Meantime about 1900, the city of Ithaca asked Patrick to start a city band. With the financial backing of Ebenezer Treman, one of the civic minded, wealthy merchants of the town, Patrick was able to bring some of the finest musicians in the world to Ithaca. Some of these musicians took their families and lived there, playing in the old Lyceum Theater Orchestra during the winter season when the band was not on tour.

This band played in practically every music and amusement center in the country. They went on many tours such as: the Buffalo Exposition; the St. Louis World’s Fair; the Cincinnati Zoo; Riverview park, Chicago; the Corn palace at Mitchell, South Dakota; and state fairs in the western states.

About 1904 Patrick’s engagements at Willow Grove Park, a popular resort near Philadelphia, Pennsylvania and at Young’s Pier at Atlantic City, New Jersey began. These continued for many years.

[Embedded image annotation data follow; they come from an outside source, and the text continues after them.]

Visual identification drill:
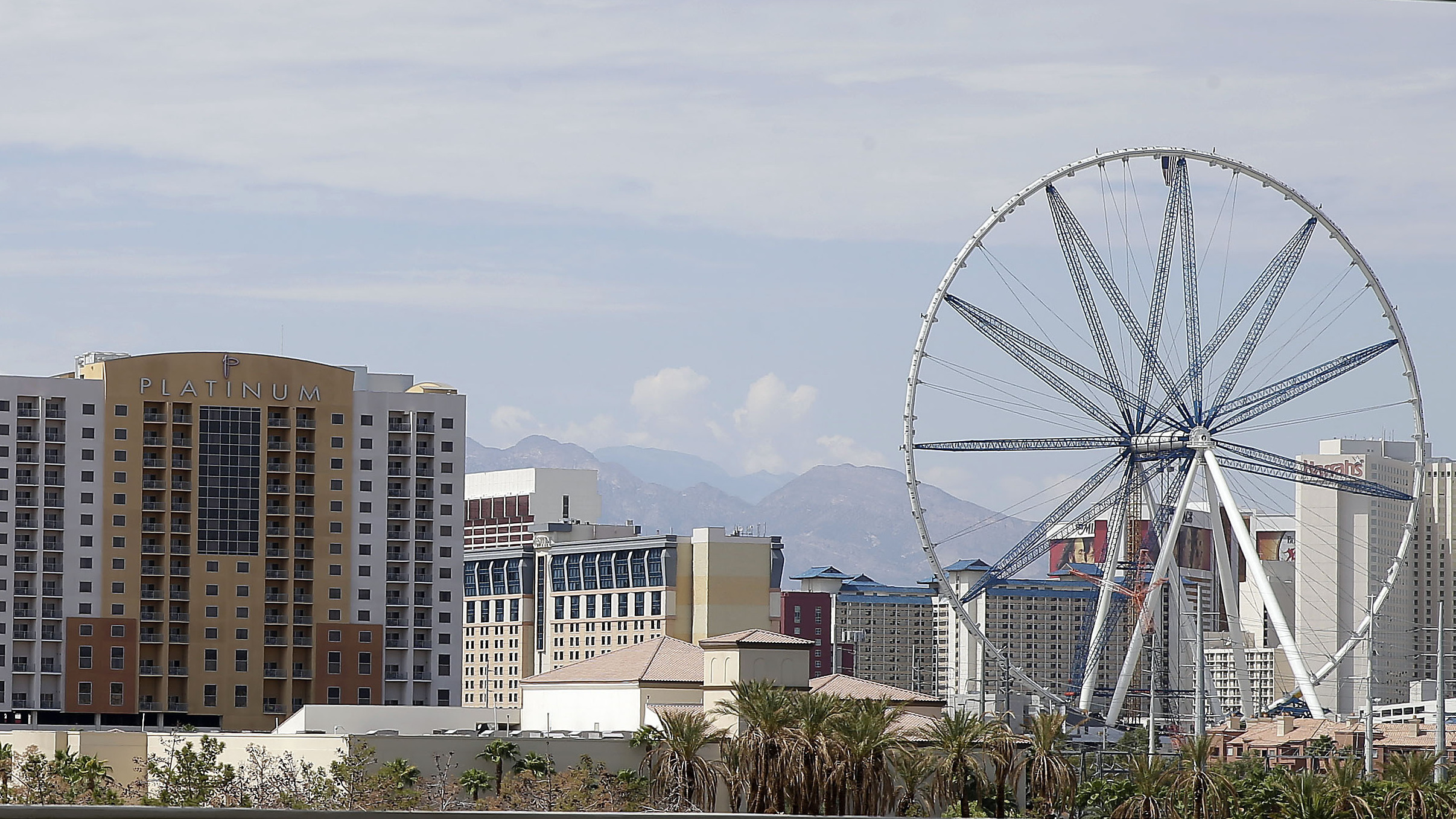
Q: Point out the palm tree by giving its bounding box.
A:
[1383,753,1452,819]
[1110,753,1180,819]
[919,708,1005,818]
[1171,736,1233,819]
[984,725,1026,819]
[1325,759,1375,819]
[475,739,520,795]
[789,692,849,815]
[1276,774,1346,819]
[511,751,555,777]
[716,679,798,813]
[1026,714,1078,819]
[642,708,728,813]
[889,746,938,816]
[460,768,492,801]
[834,699,904,816]
[71,755,116,801]
[0,742,14,801]
[378,756,422,790]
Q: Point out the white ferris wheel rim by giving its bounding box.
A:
[901,145,1425,714]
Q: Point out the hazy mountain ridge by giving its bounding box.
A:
[466,436,1031,586]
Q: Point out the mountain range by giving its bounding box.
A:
[466,436,1032,587]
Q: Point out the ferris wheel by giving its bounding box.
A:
[904,147,1425,721]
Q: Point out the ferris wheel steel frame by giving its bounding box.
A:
[903,145,1425,723]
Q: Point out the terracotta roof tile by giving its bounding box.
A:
[698,628,814,648]
[810,674,944,706]
[521,637,703,685]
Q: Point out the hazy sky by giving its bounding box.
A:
[0,0,1456,506]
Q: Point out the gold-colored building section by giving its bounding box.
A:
[83,352,360,728]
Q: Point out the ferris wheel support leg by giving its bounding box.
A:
[1106,460,1198,724]
[1203,449,1325,720]
[1207,469,1254,717]
[1078,462,1136,711]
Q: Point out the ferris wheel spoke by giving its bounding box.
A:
[1213,218,1316,407]
[1047,185,1187,421]
[914,436,1127,452]
[945,293,1122,433]
[1209,338,1399,433]
[945,293,1180,427]
[1137,170,1188,430]
[1217,442,1411,503]
[962,452,1127,601]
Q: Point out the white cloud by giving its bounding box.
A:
[805,436,887,469]
[733,373,818,437]
[632,367,709,418]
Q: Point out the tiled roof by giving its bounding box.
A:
[698,628,815,648]
[789,566,849,580]
[810,674,944,706]
[521,637,703,685]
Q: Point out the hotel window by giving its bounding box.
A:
[197,407,261,555]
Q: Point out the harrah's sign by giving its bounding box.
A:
[1303,457,1364,478]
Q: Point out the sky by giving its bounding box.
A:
[0,0,1456,507]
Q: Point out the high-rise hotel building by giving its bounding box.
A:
[0,352,465,730]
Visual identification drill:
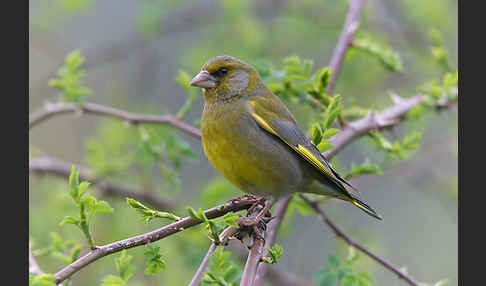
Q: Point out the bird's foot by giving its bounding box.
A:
[229,194,259,206]
[236,198,273,246]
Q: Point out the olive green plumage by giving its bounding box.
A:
[191,56,381,219]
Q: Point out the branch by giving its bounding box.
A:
[253,196,292,286]
[326,0,364,96]
[29,157,176,210]
[29,103,201,139]
[240,235,265,286]
[300,194,419,286]
[323,90,458,159]
[188,226,238,286]
[55,200,255,284]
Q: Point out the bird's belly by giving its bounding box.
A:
[201,110,303,196]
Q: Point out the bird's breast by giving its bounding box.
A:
[201,102,303,196]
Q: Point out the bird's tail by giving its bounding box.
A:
[348,197,383,220]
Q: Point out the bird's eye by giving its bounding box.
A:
[213,68,228,77]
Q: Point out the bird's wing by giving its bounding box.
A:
[250,93,381,219]
[250,94,354,195]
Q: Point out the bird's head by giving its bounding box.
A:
[190,56,263,100]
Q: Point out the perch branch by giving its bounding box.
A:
[188,226,238,286]
[54,200,255,284]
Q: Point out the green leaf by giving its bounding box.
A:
[323,95,342,130]
[49,50,91,103]
[339,276,357,286]
[59,215,80,226]
[186,206,203,221]
[223,212,240,228]
[69,166,80,204]
[317,140,335,153]
[126,198,181,223]
[311,123,322,145]
[101,275,125,286]
[93,201,113,213]
[355,271,375,286]
[317,272,338,286]
[322,128,340,139]
[71,244,81,263]
[115,249,135,282]
[312,67,332,93]
[262,244,283,264]
[143,244,165,275]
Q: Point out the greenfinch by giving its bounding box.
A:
[190,56,381,219]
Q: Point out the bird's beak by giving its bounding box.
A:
[189,71,216,88]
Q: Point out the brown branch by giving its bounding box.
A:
[188,242,218,286]
[29,157,176,210]
[323,90,458,159]
[55,200,255,284]
[29,103,201,139]
[240,235,265,286]
[326,0,364,96]
[300,194,419,286]
[188,226,238,286]
[252,196,292,286]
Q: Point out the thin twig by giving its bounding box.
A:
[188,226,238,286]
[252,196,292,286]
[55,200,255,283]
[323,90,459,159]
[29,102,201,139]
[326,0,364,96]
[29,156,176,210]
[240,238,265,286]
[300,194,419,286]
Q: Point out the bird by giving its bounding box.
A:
[189,55,382,220]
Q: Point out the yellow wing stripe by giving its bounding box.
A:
[251,113,333,178]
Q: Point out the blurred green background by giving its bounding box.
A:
[29,0,458,285]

In 1908 Patrick took over the Ithaca Band and gave it the name, “Patrick Conway and his Band.” People who had never heard of Ithaca began to hear about the band which took prizes at concerts given in various cities of the East. An old Ithacan used to reminisce, “Some bands wouldn’t even enter if they knew ‘Patsy’ and his bunch of terrors had.”

The next move was to Syracuse, New York. By that time Conway was making transcontinental tours with fifty or sixty men in the band as well as a dozen fine soloists.

In 1915 he played a long engagement at the Panama Pacific Exposition in San Francisco. His friend Sousa was there at the same time, and on one occasion they each conducted part of a great concert in which both bands were massed.

In Syracuse during the winter months Conway organized and conducted the Syracuse Symphony Orchestra as well as a theater orchestra. He also did some composing but published only one march. His band made a number of records for Victor.

During World War I Patrick Conway was commissioned as Captain in the U. S. Army Air Force and sent to Waco, Texas to establish the first Air Force Band. At the same time Sousa was starting the Navy Band at Great Lakes Training Station.

Sorrow came into Patrick and Alice Conway’s lives when their son Paul died at the age of twenty-six. Paul, a pianist of great promise, had also played an instrument in his father’s band until his health failed following an accident when he was eighteen.

The family moved back to Ithaca in 1922. Patrick was made dean of the Conway Band School which was affiliated with the Ithaca Conservatory of Music. During the school year he trained a remarkably fine student band. He took a number of these boys with the big band on the summer tours. How the boys worked for that privilege!